Australia also introduced legislation in 2015 that withholds financial child support from the parents of unvaccinated children without medical exemptions. This ‘No Jab, No Pay’ legislation coincided with full immunization rates rising by around 3%.

However, there are drawbacks to these mandates. Many argue that punitive mandates lead to disadvantaged groups bearing the brunt of social and financial penalties. In Australia, for example, mandates aimed to target the middle class demographic who lodged non-medical exemptions.

However, the largest group not being vaccinated actually comprised those who could not access health services because of socioeconomic factors. Denying financial support and educational opportunities to those who are already experiencing difficulty accessing health care only increases health disparities.

Perhaps penalties need not be so stringent. Dr Josephine Sauvage, a GP at the City Road medical practice, has suggested that a mandate could record a child’s vaccination status and require anyone who declines immunizations to register a conscientious objection. This would seem to be a satisfactory ethical middle ground: anti-vaxxers still have their right to refuse to be vaccinated, but their risk of harming others is somewhat minimised.

However, again, allowing parents the right to refuse their child to be vaccinated raises the question of when it is ethically permissible for governments to infringe on parental rights. Do we want to allow a parent to be able to decide that their child should not go to school because they won’t vaccinate them?

Clearly, the very heart of the ethical issues surrounding mandatory vaccination is how much power we want to give our governments to infringe on our autonomy.

Ideally, everyone would choose to be vaccinated at every opportunity, unless there was a legitimate medical concern. The reality is not so simple. Mandates are not as neat a solution as policy makers hope they are. The factors driving low immunisation rates vary dramatically across the world, and governments must frame their policy-making decisions with careful analysis of the situation – it cannot purely be an ethical discussion.

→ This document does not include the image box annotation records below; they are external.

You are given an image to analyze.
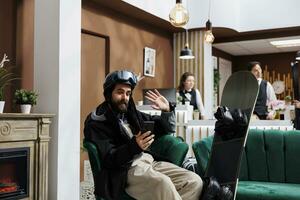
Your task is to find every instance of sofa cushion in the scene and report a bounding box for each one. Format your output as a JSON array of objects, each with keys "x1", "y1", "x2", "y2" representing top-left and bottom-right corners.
[
  {"x1": 241, "y1": 129, "x2": 268, "y2": 181},
  {"x1": 285, "y1": 131, "x2": 300, "y2": 183},
  {"x1": 236, "y1": 181, "x2": 300, "y2": 200}
]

Although there are specific factors in each country that require tailored approaches, globally we require better education and communication. Communicating with vaccine-hesitant families in a way that addresses their concerns for their autonomy, whilst simultaneously conveying the importance of vaccination has proven to be incredibly challenging.

It is therefore time to reconsider how health care practitioners and policy makers approach vaccine education.